Research in corporate settings has been limited but there’s at least one hopeful example: PwC surveyed employees across 12 US locations and found that employees who had used VR-based soft skills training reported greater confidence in applying what they’d learned and greater “emotional connection” to the content.
Benefits of VR-based training
Using immersive training offers learning leaders—and learners—an option beyond face-to-face training, which has yet to fully bounce back from pandemic-era closures and endless video meetings online.
“Employees, whether working remotely or returning to a workplace, will need training on new ways of working, but providing that in a classroom setting may not be safe. That’s where VR can step in,” Daniel Eckert wrote for PwC Australia. With the combination of better, less-expensive equipment and changing workplace needs, VR became a compelling option for his organization.
And the results have been encouraging, according to Eckert, with employees completing training up to four times faster and demonstrating higher confidence in what they’d learned. Eckert added that learners were more focused on their training and that “when learners are immersed in a VR experience, they can get more out of the training and could have better outcomes.”

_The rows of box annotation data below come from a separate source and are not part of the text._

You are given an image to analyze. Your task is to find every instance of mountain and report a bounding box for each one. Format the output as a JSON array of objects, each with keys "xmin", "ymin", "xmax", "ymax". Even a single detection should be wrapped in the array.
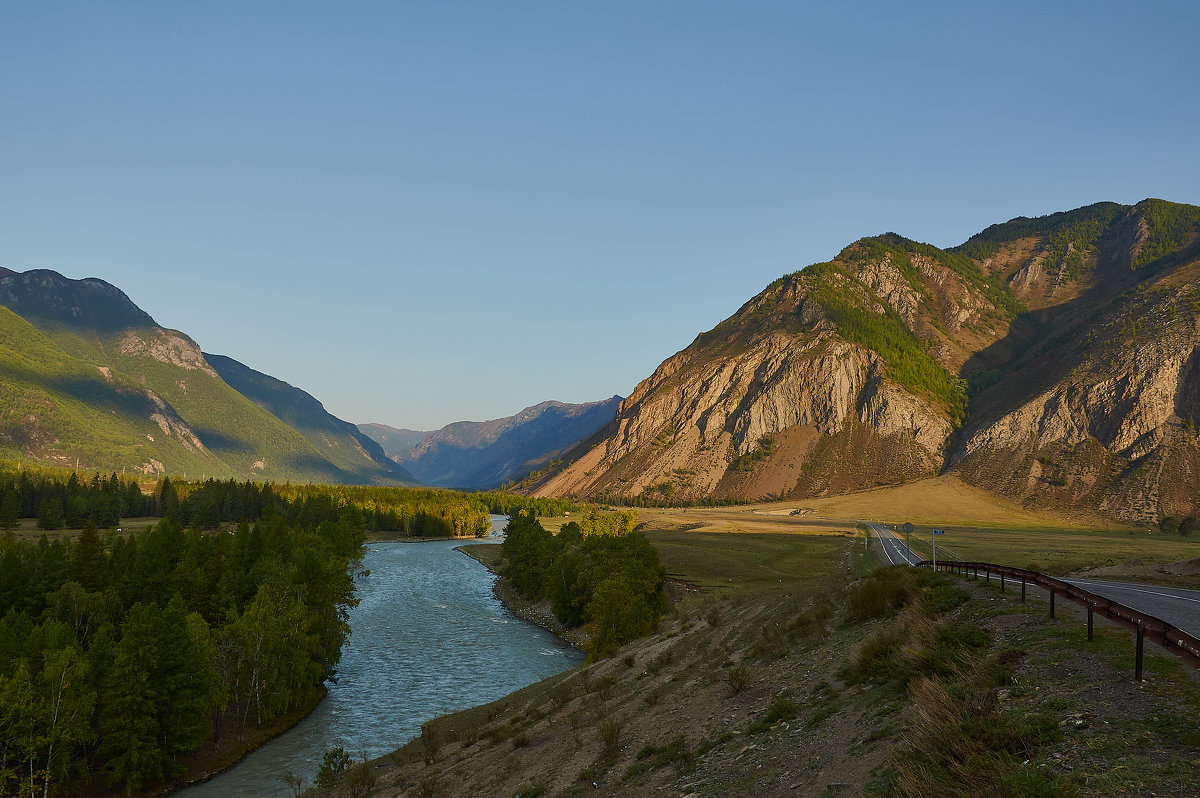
[
  {"xmin": 398, "ymin": 396, "xmax": 620, "ymax": 490},
  {"xmin": 204, "ymin": 353, "xmax": 416, "ymax": 482},
  {"xmin": 526, "ymin": 199, "xmax": 1200, "ymax": 522},
  {"xmin": 0, "ymin": 269, "xmax": 410, "ymax": 482},
  {"xmin": 359, "ymin": 424, "xmax": 432, "ymax": 462}
]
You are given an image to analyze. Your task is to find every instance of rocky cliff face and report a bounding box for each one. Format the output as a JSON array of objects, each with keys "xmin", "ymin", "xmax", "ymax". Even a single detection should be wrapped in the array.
[
  {"xmin": 532, "ymin": 200, "xmax": 1200, "ymax": 522},
  {"xmin": 536, "ymin": 241, "xmax": 979, "ymax": 500}
]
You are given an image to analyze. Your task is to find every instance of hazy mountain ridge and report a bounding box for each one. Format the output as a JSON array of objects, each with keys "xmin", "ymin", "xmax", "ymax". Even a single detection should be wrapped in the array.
[
  {"xmin": 532, "ymin": 200, "xmax": 1200, "ymax": 521},
  {"xmin": 397, "ymin": 396, "xmax": 620, "ymax": 488},
  {"xmin": 0, "ymin": 269, "xmax": 412, "ymax": 482},
  {"xmin": 358, "ymin": 424, "xmax": 433, "ymax": 462}
]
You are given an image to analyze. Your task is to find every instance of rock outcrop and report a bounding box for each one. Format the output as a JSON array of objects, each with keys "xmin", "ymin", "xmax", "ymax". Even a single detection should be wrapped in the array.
[{"xmin": 528, "ymin": 200, "xmax": 1200, "ymax": 523}]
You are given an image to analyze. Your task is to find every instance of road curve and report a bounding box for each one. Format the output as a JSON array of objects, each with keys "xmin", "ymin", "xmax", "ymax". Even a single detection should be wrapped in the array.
[{"xmin": 864, "ymin": 522, "xmax": 1200, "ymax": 637}]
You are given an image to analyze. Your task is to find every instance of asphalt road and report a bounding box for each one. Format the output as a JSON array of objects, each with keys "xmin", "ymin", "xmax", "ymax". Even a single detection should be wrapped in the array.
[{"xmin": 868, "ymin": 523, "xmax": 1200, "ymax": 637}]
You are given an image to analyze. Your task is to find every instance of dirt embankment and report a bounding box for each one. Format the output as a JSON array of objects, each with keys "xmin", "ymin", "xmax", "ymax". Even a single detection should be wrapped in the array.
[{"xmin": 338, "ymin": 556, "xmax": 1200, "ymax": 798}]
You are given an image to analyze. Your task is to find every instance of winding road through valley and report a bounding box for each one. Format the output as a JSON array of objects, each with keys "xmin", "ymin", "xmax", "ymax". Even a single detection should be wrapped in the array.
[{"xmin": 863, "ymin": 522, "xmax": 1200, "ymax": 637}]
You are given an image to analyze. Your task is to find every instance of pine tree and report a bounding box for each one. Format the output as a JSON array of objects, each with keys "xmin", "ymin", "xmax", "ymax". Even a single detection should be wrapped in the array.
[
  {"xmin": 68, "ymin": 518, "xmax": 108, "ymax": 592},
  {"xmin": 101, "ymin": 602, "xmax": 166, "ymax": 794},
  {"xmin": 0, "ymin": 487, "xmax": 20, "ymax": 529}
]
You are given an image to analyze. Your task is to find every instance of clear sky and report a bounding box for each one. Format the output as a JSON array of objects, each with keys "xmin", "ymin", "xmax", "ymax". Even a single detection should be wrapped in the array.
[{"xmin": 0, "ymin": 0, "xmax": 1200, "ymax": 430}]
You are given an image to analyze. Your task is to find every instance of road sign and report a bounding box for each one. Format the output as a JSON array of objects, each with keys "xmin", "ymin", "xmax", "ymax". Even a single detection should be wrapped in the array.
[{"xmin": 930, "ymin": 529, "xmax": 946, "ymax": 571}]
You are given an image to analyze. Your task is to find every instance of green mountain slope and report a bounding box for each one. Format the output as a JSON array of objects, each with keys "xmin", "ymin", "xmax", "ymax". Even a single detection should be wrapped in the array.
[
  {"xmin": 537, "ymin": 199, "xmax": 1200, "ymax": 523},
  {"xmin": 0, "ymin": 270, "xmax": 400, "ymax": 482},
  {"xmin": 0, "ymin": 307, "xmax": 220, "ymax": 474},
  {"xmin": 204, "ymin": 353, "xmax": 416, "ymax": 484}
]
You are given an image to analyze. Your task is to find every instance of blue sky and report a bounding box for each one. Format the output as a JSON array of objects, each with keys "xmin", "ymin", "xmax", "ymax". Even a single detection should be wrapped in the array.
[{"xmin": 0, "ymin": 1, "xmax": 1200, "ymax": 430}]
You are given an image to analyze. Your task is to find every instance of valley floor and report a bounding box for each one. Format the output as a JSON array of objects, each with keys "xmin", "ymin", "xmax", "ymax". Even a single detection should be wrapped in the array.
[{"xmin": 333, "ymin": 508, "xmax": 1200, "ymax": 798}]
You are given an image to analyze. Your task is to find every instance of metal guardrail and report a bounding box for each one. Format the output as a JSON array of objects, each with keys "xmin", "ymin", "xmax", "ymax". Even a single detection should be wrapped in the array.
[{"xmin": 917, "ymin": 559, "xmax": 1200, "ymax": 682}]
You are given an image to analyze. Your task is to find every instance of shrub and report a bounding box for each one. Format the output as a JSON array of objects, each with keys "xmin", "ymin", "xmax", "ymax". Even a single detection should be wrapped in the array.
[
  {"xmin": 725, "ymin": 665, "xmax": 750, "ymax": 696},
  {"xmin": 342, "ymin": 756, "xmax": 379, "ymax": 798},
  {"xmin": 846, "ymin": 565, "xmax": 919, "ymax": 623},
  {"xmin": 421, "ymin": 724, "xmax": 442, "ymax": 764},
  {"xmin": 316, "ymin": 745, "xmax": 350, "ymax": 790},
  {"xmin": 767, "ymin": 690, "xmax": 800, "ymax": 724},
  {"xmin": 637, "ymin": 736, "xmax": 696, "ymax": 775},
  {"xmin": 596, "ymin": 718, "xmax": 625, "ymax": 758}
]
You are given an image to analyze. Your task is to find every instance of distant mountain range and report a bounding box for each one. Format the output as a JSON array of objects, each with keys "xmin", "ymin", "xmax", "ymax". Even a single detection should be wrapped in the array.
[
  {"xmin": 0, "ymin": 269, "xmax": 413, "ymax": 484},
  {"xmin": 359, "ymin": 396, "xmax": 620, "ymax": 490},
  {"xmin": 523, "ymin": 199, "xmax": 1200, "ymax": 523},
  {"xmin": 359, "ymin": 424, "xmax": 433, "ymax": 462}
]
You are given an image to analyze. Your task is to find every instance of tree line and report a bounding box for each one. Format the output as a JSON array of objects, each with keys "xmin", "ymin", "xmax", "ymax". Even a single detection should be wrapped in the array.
[
  {"xmin": 0, "ymin": 506, "xmax": 365, "ymax": 796},
  {"xmin": 0, "ymin": 468, "xmax": 578, "ymax": 538},
  {"xmin": 502, "ymin": 511, "xmax": 667, "ymax": 659}
]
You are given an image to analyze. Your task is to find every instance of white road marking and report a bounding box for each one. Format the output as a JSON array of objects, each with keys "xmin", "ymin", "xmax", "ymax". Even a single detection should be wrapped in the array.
[{"xmin": 1063, "ymin": 580, "xmax": 1200, "ymax": 604}]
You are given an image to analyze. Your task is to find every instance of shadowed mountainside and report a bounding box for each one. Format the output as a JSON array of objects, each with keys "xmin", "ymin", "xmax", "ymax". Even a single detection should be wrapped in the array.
[
  {"xmin": 523, "ymin": 199, "xmax": 1200, "ymax": 521},
  {"xmin": 0, "ymin": 269, "xmax": 410, "ymax": 482}
]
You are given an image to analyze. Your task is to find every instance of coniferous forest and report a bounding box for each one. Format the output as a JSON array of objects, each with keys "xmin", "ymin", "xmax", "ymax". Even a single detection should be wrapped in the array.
[{"xmin": 0, "ymin": 470, "xmax": 571, "ymax": 796}]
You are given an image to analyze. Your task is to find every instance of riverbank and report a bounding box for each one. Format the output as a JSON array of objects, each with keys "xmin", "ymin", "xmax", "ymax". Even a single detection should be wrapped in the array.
[
  {"xmin": 333, "ymin": 523, "xmax": 1200, "ymax": 798},
  {"xmin": 154, "ymin": 685, "xmax": 329, "ymax": 798},
  {"xmin": 455, "ymin": 544, "xmax": 588, "ymax": 649},
  {"xmin": 82, "ymin": 686, "xmax": 329, "ymax": 798}
]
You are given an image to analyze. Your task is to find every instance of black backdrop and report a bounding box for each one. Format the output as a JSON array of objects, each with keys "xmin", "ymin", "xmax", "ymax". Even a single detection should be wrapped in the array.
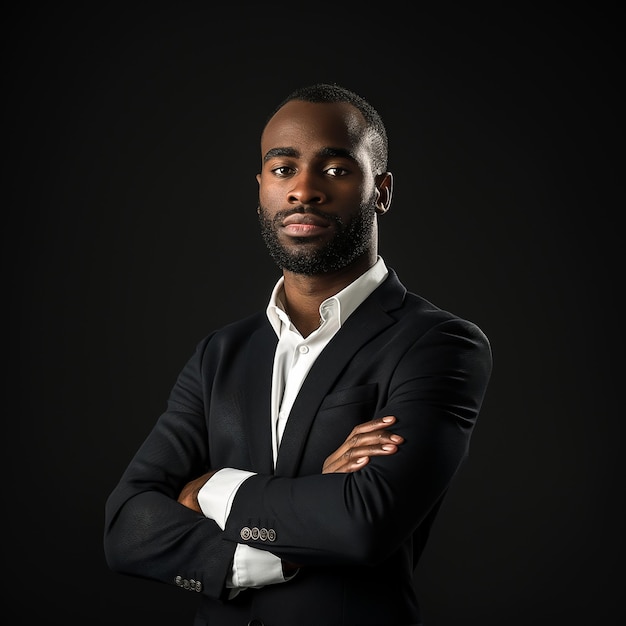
[{"xmin": 2, "ymin": 3, "xmax": 625, "ymax": 626}]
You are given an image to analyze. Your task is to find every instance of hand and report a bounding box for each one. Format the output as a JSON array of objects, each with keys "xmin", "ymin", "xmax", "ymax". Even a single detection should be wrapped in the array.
[
  {"xmin": 178, "ymin": 470, "xmax": 217, "ymax": 513},
  {"xmin": 322, "ymin": 415, "xmax": 404, "ymax": 474}
]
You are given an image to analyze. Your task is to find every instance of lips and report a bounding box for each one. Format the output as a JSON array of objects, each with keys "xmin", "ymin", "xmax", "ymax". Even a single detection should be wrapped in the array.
[
  {"xmin": 282, "ymin": 213, "xmax": 329, "ymax": 228},
  {"xmin": 281, "ymin": 213, "xmax": 330, "ymax": 237}
]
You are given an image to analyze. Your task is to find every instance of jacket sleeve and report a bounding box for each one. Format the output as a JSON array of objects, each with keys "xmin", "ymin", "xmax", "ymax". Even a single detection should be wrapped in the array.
[
  {"xmin": 104, "ymin": 338, "xmax": 235, "ymax": 598},
  {"xmin": 225, "ymin": 319, "xmax": 492, "ymax": 565}
]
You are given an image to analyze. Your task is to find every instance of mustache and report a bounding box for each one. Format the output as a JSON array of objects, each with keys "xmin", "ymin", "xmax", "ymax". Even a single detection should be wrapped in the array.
[{"xmin": 260, "ymin": 205, "xmax": 343, "ymax": 226}]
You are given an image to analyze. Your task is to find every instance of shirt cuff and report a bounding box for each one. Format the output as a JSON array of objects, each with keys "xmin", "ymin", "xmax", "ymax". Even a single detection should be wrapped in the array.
[
  {"xmin": 227, "ymin": 543, "xmax": 293, "ymax": 589},
  {"xmin": 198, "ymin": 467, "xmax": 254, "ymax": 530}
]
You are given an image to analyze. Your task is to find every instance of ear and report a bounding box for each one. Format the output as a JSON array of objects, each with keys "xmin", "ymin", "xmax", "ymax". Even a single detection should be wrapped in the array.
[{"xmin": 376, "ymin": 172, "xmax": 393, "ymax": 215}]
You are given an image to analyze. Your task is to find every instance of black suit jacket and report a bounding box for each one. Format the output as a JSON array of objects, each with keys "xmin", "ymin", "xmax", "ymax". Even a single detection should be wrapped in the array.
[{"xmin": 104, "ymin": 270, "xmax": 492, "ymax": 626}]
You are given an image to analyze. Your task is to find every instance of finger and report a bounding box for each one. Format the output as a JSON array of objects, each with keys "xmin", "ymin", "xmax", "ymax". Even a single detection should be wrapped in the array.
[{"xmin": 350, "ymin": 415, "xmax": 396, "ymax": 435}]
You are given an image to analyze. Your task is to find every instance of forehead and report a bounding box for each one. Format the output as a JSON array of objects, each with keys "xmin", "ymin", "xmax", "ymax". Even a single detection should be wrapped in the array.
[{"xmin": 261, "ymin": 100, "xmax": 365, "ymax": 155}]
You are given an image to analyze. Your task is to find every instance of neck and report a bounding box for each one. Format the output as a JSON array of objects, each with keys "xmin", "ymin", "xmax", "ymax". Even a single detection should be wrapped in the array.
[{"xmin": 283, "ymin": 255, "xmax": 376, "ymax": 337}]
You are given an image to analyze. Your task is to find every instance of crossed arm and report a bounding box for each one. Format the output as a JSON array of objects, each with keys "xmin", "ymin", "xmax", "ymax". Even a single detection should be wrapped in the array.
[
  {"xmin": 178, "ymin": 415, "xmax": 404, "ymax": 513},
  {"xmin": 178, "ymin": 415, "xmax": 404, "ymax": 576}
]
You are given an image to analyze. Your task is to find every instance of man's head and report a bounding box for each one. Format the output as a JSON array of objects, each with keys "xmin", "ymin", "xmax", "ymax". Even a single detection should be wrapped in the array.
[{"xmin": 257, "ymin": 84, "xmax": 392, "ymax": 275}]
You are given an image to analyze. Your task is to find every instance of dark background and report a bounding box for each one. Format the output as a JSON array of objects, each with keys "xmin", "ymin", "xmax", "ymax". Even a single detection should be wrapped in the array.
[{"xmin": 2, "ymin": 3, "xmax": 626, "ymax": 626}]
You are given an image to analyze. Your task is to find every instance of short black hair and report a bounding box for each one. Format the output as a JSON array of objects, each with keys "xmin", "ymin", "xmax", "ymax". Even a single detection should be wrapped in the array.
[{"xmin": 266, "ymin": 83, "xmax": 389, "ymax": 174}]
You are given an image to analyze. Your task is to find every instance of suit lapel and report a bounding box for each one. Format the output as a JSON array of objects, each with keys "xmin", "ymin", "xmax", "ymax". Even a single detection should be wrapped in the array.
[
  {"xmin": 276, "ymin": 270, "xmax": 406, "ymax": 476},
  {"xmin": 244, "ymin": 322, "xmax": 277, "ymax": 474}
]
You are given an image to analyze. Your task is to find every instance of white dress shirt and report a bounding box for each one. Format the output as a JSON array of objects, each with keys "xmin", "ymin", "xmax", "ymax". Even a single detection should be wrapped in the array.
[{"xmin": 198, "ymin": 256, "xmax": 388, "ymax": 597}]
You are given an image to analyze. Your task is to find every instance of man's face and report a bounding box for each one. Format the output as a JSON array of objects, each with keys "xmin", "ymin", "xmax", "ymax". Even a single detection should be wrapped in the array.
[{"xmin": 257, "ymin": 101, "xmax": 378, "ymax": 275}]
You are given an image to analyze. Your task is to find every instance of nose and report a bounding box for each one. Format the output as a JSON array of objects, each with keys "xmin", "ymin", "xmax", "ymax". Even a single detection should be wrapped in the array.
[{"xmin": 288, "ymin": 170, "xmax": 326, "ymax": 204}]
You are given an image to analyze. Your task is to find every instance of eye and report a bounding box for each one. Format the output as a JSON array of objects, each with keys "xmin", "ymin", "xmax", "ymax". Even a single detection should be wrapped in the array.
[
  {"xmin": 271, "ymin": 165, "xmax": 294, "ymax": 178},
  {"xmin": 324, "ymin": 166, "xmax": 349, "ymax": 176}
]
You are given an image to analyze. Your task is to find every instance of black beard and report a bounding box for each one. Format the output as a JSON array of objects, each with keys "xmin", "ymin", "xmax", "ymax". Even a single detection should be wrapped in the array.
[{"xmin": 259, "ymin": 198, "xmax": 376, "ymax": 276}]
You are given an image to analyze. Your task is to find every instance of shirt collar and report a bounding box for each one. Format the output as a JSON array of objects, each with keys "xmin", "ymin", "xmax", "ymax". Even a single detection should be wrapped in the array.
[{"xmin": 266, "ymin": 256, "xmax": 389, "ymax": 337}]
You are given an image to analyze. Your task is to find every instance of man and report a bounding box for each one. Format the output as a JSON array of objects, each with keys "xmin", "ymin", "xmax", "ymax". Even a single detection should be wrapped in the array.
[{"xmin": 104, "ymin": 85, "xmax": 491, "ymax": 626}]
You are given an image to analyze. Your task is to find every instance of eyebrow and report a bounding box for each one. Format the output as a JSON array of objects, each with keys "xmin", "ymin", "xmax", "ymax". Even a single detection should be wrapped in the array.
[{"xmin": 263, "ymin": 146, "xmax": 356, "ymax": 163}]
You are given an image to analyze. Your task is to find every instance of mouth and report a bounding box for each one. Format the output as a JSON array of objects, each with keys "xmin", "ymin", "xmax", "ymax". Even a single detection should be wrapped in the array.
[{"xmin": 281, "ymin": 213, "xmax": 331, "ymax": 237}]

Torrence attributes the improved focus to the immersive aspect of training: “Immersion helps to focus the learner and reduces the opportunity and likelihood of split attention.”
David Roe of ReWorked points to clear business benefits that companies saw with VR-based working and training during the pandemic. In addition to reducing in-person activities, VR “comes at a lesser economic cost in the long run, and it reduces the time commitment in training programs, allowing the employee to spend more time on their normal day-to-day tasks,” he wrote.
Where does this leave learning leaders?
The age of VR-based training is dawning, and many larger organizations are already on board. Learning leaders in smaller to mid-sized companies may want to watch developments in virtual reality training for a while longer before committing budget or personnel to bringing VR-based training to their learners.
Convincing those learners might be the next challenge. Only a quarter of respondents to a Myplanet survey said they felt comfortable with virtual reality workplace training or using a virtual reality workspace.
Torrence suggests that smaller organizations seeking to move into VR-based training start by looking for relevant content “and building a blended learning solution around it or integrating it into an existing solution, if appropriate. Purchasing off-the-shelf content is likely more cost-effective than creating a bespoke solution.” An alternative would be using a “no-code VR authoring tool that allows you to design and deploy VR solutions without needing to hire a software development team.”